An dieser Stelle komme ich nicht umhin, den für die redaktionellen Teile verantwortlichen Autor für seine großartigen Texten zu loben: Christian Eisert hat mit seinen lustigen, liebenswerten und lebensnahen Essays dazu beigetragen, dass "Finde Deine Innere Ente" immens von den Vorbemerkungen profitiert. Die Sicht als relativ außenstehender Comicliebhaber, der in seiner Kindheit den Abenteuern von Donald, Micky & Co. beiwohnte und Entenhausen bis heute im Herzen trägt, gefällt mir persönlich deutlich besser als die gewohnte staubtrockene, öde Geschichtsstunde anderer Verantwortlichen für die redaktionellen Texte.

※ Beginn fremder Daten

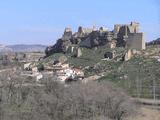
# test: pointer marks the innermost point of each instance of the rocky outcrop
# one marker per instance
(154, 42)
(122, 36)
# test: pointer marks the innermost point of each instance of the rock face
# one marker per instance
(122, 36)
(128, 55)
(110, 54)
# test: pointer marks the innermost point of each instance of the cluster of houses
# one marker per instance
(61, 71)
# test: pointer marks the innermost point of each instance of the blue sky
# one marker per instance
(43, 21)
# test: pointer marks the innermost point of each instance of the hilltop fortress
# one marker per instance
(123, 35)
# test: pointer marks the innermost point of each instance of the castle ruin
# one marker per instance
(123, 35)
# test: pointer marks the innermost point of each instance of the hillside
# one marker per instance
(137, 76)
(154, 42)
(27, 48)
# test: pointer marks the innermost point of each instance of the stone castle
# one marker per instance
(123, 35)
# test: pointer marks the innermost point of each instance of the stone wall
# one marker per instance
(136, 41)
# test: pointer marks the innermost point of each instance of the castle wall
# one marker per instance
(136, 41)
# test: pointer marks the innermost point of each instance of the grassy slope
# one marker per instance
(136, 76)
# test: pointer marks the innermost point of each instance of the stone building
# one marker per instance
(123, 35)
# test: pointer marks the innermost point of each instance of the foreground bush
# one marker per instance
(53, 101)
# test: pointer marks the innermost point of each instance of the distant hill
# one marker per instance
(27, 48)
(4, 49)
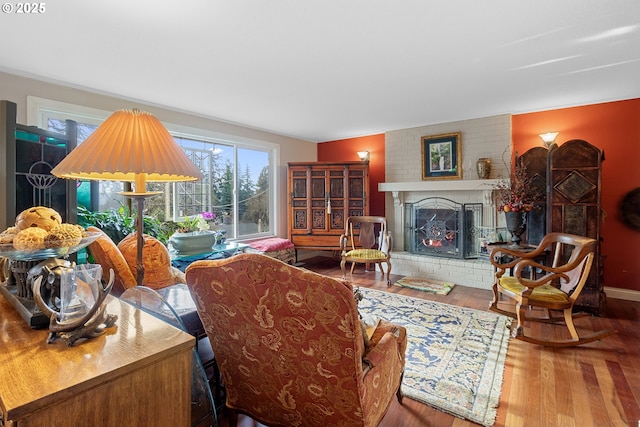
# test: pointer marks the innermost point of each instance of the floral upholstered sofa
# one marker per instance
(290, 347)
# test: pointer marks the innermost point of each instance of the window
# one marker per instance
(237, 186)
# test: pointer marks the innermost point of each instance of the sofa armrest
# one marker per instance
(387, 345)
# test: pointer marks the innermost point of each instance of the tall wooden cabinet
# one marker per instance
(574, 206)
(321, 197)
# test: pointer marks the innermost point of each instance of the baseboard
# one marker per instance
(625, 294)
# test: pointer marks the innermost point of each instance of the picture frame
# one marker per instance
(442, 156)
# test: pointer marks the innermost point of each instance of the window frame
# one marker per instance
(40, 110)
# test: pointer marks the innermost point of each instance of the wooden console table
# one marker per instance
(136, 374)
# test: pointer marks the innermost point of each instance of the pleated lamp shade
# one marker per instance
(131, 146)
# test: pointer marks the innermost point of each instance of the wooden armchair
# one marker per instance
(290, 347)
(359, 243)
(550, 289)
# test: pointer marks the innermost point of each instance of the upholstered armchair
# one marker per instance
(121, 258)
(365, 241)
(290, 346)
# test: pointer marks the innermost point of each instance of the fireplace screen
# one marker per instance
(441, 227)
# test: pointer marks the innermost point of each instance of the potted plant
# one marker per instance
(193, 235)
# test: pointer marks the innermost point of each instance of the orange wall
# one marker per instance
(612, 126)
(615, 128)
(345, 150)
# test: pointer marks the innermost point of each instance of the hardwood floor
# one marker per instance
(594, 385)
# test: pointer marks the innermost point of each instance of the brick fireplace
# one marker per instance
(488, 137)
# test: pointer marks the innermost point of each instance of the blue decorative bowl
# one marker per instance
(195, 242)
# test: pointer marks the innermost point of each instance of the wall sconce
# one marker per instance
(364, 155)
(548, 138)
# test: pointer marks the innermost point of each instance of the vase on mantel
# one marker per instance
(483, 168)
(516, 224)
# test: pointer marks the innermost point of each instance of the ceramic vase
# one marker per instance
(516, 224)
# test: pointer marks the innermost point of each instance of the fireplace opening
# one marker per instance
(442, 227)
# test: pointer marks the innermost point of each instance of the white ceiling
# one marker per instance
(322, 70)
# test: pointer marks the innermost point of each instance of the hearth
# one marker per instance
(437, 226)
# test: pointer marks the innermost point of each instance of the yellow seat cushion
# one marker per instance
(544, 294)
(370, 254)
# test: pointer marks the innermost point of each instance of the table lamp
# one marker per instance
(131, 146)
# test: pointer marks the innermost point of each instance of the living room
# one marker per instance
(609, 123)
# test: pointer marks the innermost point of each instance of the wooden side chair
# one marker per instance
(551, 289)
(360, 244)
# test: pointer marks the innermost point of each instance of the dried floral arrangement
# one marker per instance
(517, 194)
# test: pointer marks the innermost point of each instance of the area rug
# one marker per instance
(428, 285)
(455, 356)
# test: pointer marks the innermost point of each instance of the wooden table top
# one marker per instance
(34, 374)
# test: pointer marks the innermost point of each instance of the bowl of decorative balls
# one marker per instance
(39, 233)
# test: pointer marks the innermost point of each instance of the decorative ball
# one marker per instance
(30, 239)
(38, 216)
(63, 235)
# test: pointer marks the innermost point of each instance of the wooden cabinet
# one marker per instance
(136, 374)
(321, 197)
(574, 206)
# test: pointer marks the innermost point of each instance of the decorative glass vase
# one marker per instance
(516, 224)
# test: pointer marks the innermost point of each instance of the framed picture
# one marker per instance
(442, 156)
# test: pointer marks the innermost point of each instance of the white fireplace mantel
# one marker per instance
(398, 188)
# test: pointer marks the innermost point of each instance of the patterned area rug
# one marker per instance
(455, 355)
(422, 284)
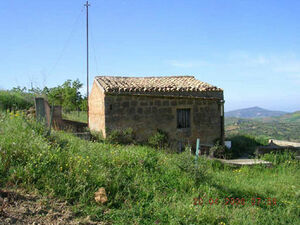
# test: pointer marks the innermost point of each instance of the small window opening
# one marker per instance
(183, 118)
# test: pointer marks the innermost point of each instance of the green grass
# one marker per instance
(80, 116)
(144, 185)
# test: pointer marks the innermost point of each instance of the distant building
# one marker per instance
(182, 106)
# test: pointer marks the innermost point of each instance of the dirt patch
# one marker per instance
(19, 207)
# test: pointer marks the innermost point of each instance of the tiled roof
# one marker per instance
(154, 84)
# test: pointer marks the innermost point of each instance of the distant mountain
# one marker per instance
(253, 112)
(285, 127)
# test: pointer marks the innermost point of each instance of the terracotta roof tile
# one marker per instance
(154, 84)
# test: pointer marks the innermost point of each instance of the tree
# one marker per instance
(67, 95)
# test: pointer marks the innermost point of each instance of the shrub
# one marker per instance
(159, 139)
(97, 136)
(10, 100)
(125, 136)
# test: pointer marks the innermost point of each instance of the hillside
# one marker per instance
(143, 185)
(253, 112)
(285, 127)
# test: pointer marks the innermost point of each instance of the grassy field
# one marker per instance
(145, 185)
(286, 127)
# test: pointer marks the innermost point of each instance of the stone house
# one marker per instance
(182, 106)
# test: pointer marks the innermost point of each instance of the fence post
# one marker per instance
(197, 149)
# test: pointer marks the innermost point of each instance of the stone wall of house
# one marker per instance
(146, 114)
(97, 109)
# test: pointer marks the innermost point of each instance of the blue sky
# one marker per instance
(251, 49)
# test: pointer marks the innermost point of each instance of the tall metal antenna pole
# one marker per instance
(87, 57)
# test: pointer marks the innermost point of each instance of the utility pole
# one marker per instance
(87, 57)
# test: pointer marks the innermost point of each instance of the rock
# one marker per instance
(100, 196)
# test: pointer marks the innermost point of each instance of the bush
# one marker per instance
(10, 100)
(159, 139)
(121, 136)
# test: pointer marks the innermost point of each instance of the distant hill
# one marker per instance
(285, 127)
(253, 112)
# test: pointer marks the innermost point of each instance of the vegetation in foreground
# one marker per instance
(144, 185)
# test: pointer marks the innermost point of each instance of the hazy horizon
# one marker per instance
(250, 49)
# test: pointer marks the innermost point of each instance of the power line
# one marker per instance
(74, 26)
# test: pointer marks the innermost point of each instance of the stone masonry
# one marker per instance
(145, 113)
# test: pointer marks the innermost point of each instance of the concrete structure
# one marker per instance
(182, 106)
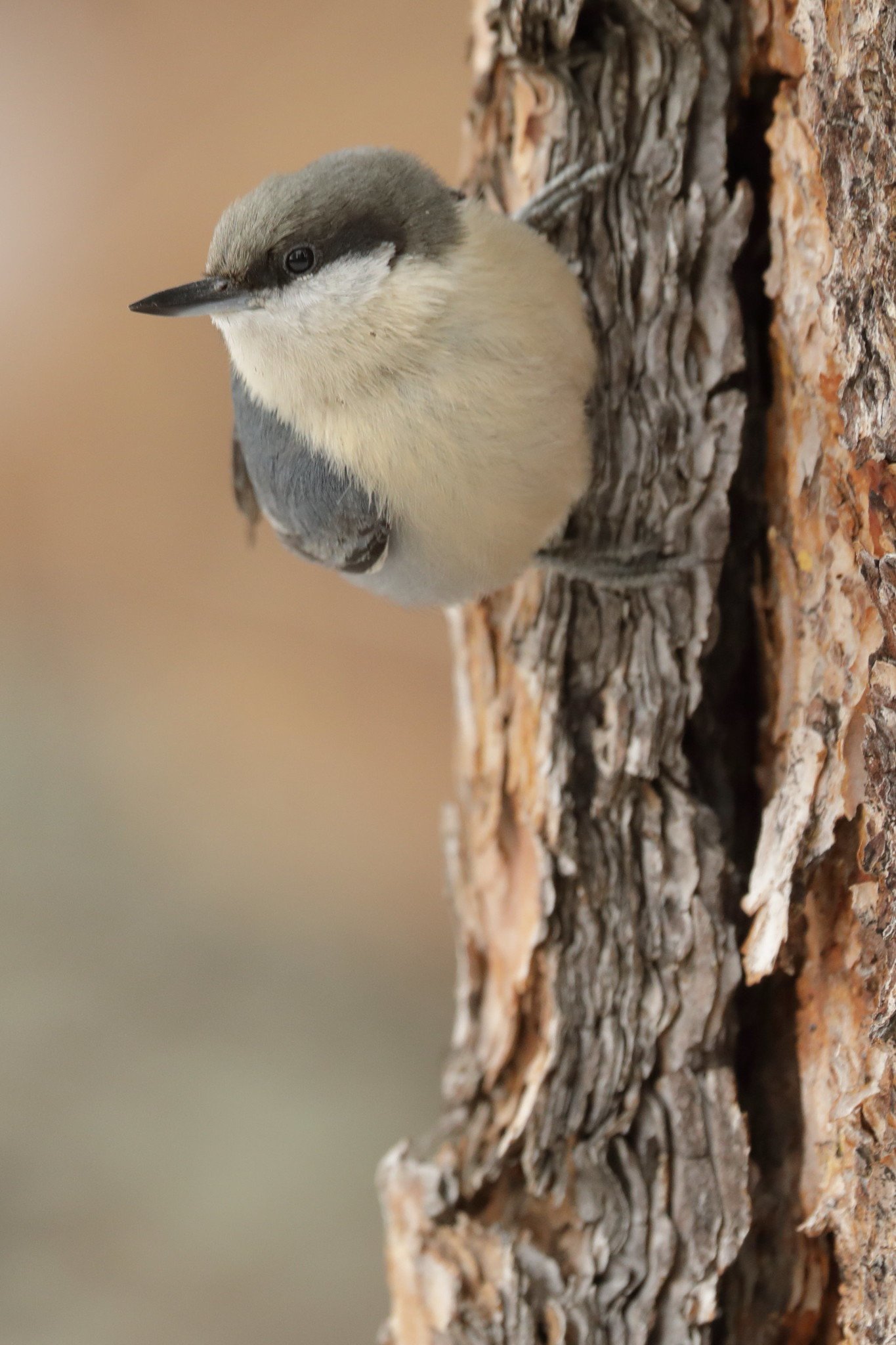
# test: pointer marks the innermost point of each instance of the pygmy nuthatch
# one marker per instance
(410, 373)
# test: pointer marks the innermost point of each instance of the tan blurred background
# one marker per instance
(224, 948)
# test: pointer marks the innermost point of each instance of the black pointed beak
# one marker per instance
(210, 295)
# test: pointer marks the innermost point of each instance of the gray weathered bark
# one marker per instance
(589, 1180)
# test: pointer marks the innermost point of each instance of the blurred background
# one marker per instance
(224, 947)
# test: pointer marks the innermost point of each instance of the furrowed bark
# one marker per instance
(589, 1179)
(822, 891)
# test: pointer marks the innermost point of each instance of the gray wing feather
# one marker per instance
(317, 509)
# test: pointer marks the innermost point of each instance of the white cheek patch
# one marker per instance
(324, 296)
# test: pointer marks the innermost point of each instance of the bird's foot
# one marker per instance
(559, 194)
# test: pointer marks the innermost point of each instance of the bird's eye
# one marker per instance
(300, 260)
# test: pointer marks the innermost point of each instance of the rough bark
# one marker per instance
(589, 1179)
(822, 891)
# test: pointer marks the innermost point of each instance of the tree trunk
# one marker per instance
(591, 1178)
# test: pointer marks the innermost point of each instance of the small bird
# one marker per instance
(410, 376)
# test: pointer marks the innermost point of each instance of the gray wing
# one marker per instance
(317, 509)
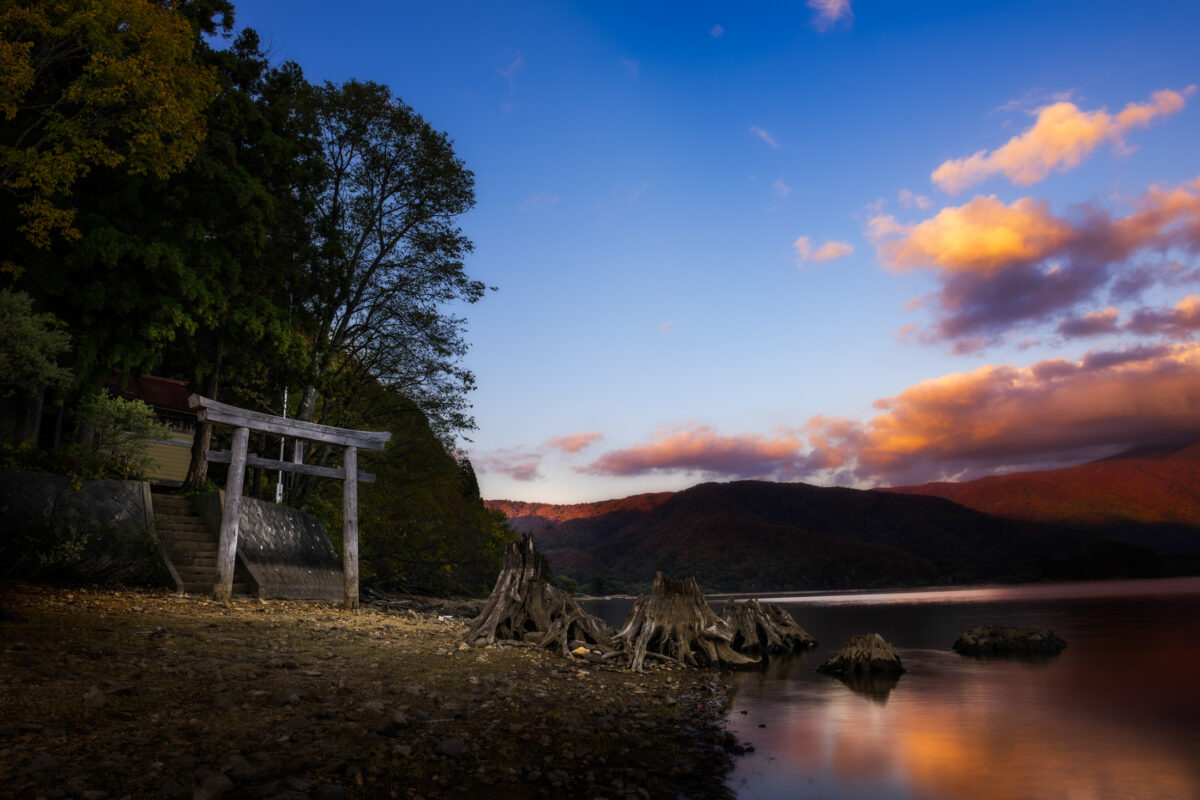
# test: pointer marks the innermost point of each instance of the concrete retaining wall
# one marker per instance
(29, 499)
(286, 551)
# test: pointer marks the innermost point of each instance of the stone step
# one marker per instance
(197, 561)
(205, 588)
(184, 528)
(179, 519)
(189, 547)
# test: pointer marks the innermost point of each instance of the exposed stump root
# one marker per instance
(864, 655)
(526, 608)
(999, 641)
(676, 623)
(763, 629)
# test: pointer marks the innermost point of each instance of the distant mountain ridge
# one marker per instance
(1101, 519)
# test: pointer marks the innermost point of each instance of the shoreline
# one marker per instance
(143, 693)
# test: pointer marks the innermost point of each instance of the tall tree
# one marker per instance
(88, 84)
(388, 253)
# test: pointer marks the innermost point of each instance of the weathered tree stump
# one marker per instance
(1001, 641)
(523, 607)
(677, 624)
(864, 655)
(763, 629)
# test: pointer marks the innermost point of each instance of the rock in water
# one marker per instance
(864, 655)
(1000, 639)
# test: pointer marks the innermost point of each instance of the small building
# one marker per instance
(168, 398)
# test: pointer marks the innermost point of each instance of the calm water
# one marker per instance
(1115, 715)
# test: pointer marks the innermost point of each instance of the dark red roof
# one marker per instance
(162, 394)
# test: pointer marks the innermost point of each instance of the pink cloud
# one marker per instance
(1002, 266)
(1098, 323)
(826, 252)
(966, 423)
(700, 450)
(516, 463)
(573, 443)
(1179, 323)
(1061, 138)
(829, 12)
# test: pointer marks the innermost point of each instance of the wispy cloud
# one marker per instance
(1006, 266)
(1060, 139)
(539, 202)
(762, 134)
(573, 443)
(826, 252)
(511, 70)
(964, 425)
(911, 200)
(829, 12)
(517, 463)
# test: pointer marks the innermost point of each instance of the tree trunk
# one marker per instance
(526, 608)
(675, 621)
(765, 630)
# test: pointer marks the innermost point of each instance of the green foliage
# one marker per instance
(120, 432)
(423, 525)
(30, 347)
(89, 84)
(388, 254)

Den Namen Christian Eisert hat der eine oder andere sicherlich schon einmal gehört. Der Berliner ist nicht nur Autor von humorvollen Sachbüchern wie "Kim und Struppi - Ferien in Nordkorea" (2014) oder "Fun-Man - Mission: Lachen lernen in Deutschland" (2011) (beide urkomisch und absolut empfehlenswert!), sondern lehrt als Comedy-Coach an verschiedenen Instituten das Handwerk des humorvollen Schreibens. Außerdem ist er Gag-Schreiber für zahlreiche TV-Formate. Cooler Typ!
Im Vorwort schildert Eisert zunächst, wie er als ein in Ostberlin aufgewachsener Junge erste Erfahrungen mit "westlichen" Disney-Comics machte, was die Vielfältigkeit dieser Geschichten (mit Parodien, Literatur- und Filmadaptionen) bis heute ausmacht und wie absurd es war bzw. ist, diese Comics als "Schund" abzustempeln. Schon nach dieser spaßigen, unglaublich sympathischen Einleitung wollte ich unbedingt weiterlesen, was "Finde Deine Innere Ente" zu bieten hat! Übertreibe ich ein wenig? Vielleicht.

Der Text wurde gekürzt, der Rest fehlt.